これは私の個人ブログでも書きましたが。。。保育園では感染予防の為、今まで以上に消毒と手洗いの徹底を行っており、私もそうなのですが多くの保育士さんの手がかなり荒れており日々の努力がハッキリと現れています。その状況でもこの仕事に誇りやプライド等を持って働いている保育士たちもいるんだということを一般の方が少しでも多く理解していただけると大変嬉しいです。

 

※当然私たち保育士も医療従事者等のリスク承知で働かなければいけない職種の方には感謝をしていますし、レジャー産業や飲食店などで経済的大打撃を受けられている方の大変さも理解させていただいています。

 

 

 

 

◆あっぷるジンジャーのブログでもイラスト形式で解説

・今回の記事についてはコロナウィルス拡大による緊急事態宣言発令により、保育園も原則休園や登園自粛の動きが東京23区内で迅速に対応したことで内容が個人ブログとも大きく重複してしまいました。保育士ユニットあっぷるジンジャーの保育解説ブログでもイラスト形式で解説をしておりますので、よかったらこちらもご参考ください。

 

 

 

 

◆保育園休園による保育園と保育士がどうなるか・・・まとめ

・国の緊急事態宣言が5月6日まで発令とのことで、保育業界においても一つの目安が5月6日となっておりますが、当然この期間が延びることも想定されます。
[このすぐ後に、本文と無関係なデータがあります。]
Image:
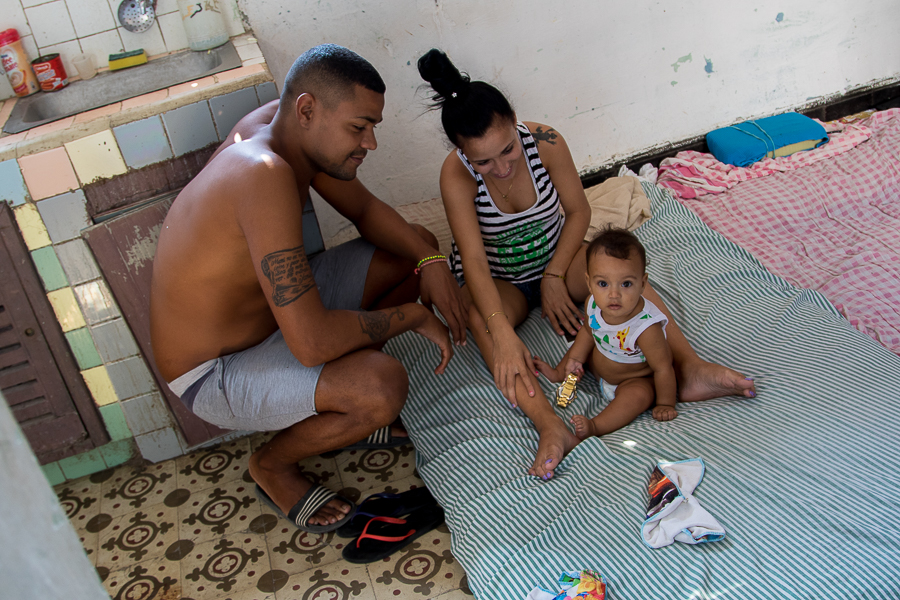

このような事態は保育業界でも異例なことでこれから厚労省ならびに各自治体も色々と状況に応じて対応が変わってくるかと思います。

当然予算面も大きく圧迫しており、コロナ終息後には保育業界もどこかで予算削減等も当然考えれますので今後ともコロナ関連に関する保育業界についての動きや報道はしっかりチェックしておいてください。

また上述で解説した保育士の有償休暇についても4月9日の時点で目立っていた動きなだけで、法人の経営状況によっては対応が変わってくることもあります。

他の業界も苦しい状況が続いておりますが、ここはみんなが一丸となって乗り切れるように頑張っていきましょう!

 

追記:5月27日

緊急事態宣言の解除によりいち早く新型コロナの感染リスクがない地域から小学校等が再開され、東京23区でも各自治体が保育園再開に動いています。今のところ多くの自治体が「登園自粛のお願い」を継続する形で6月1日以降の対応を考えているとのこと。この結果として小学校等の休校助成金は6月も継続して利用が可能の見込みです。ただこれは自治体から「自粛要請が出ていること」が条件ですので各自治体の情報はチェックしておいてください。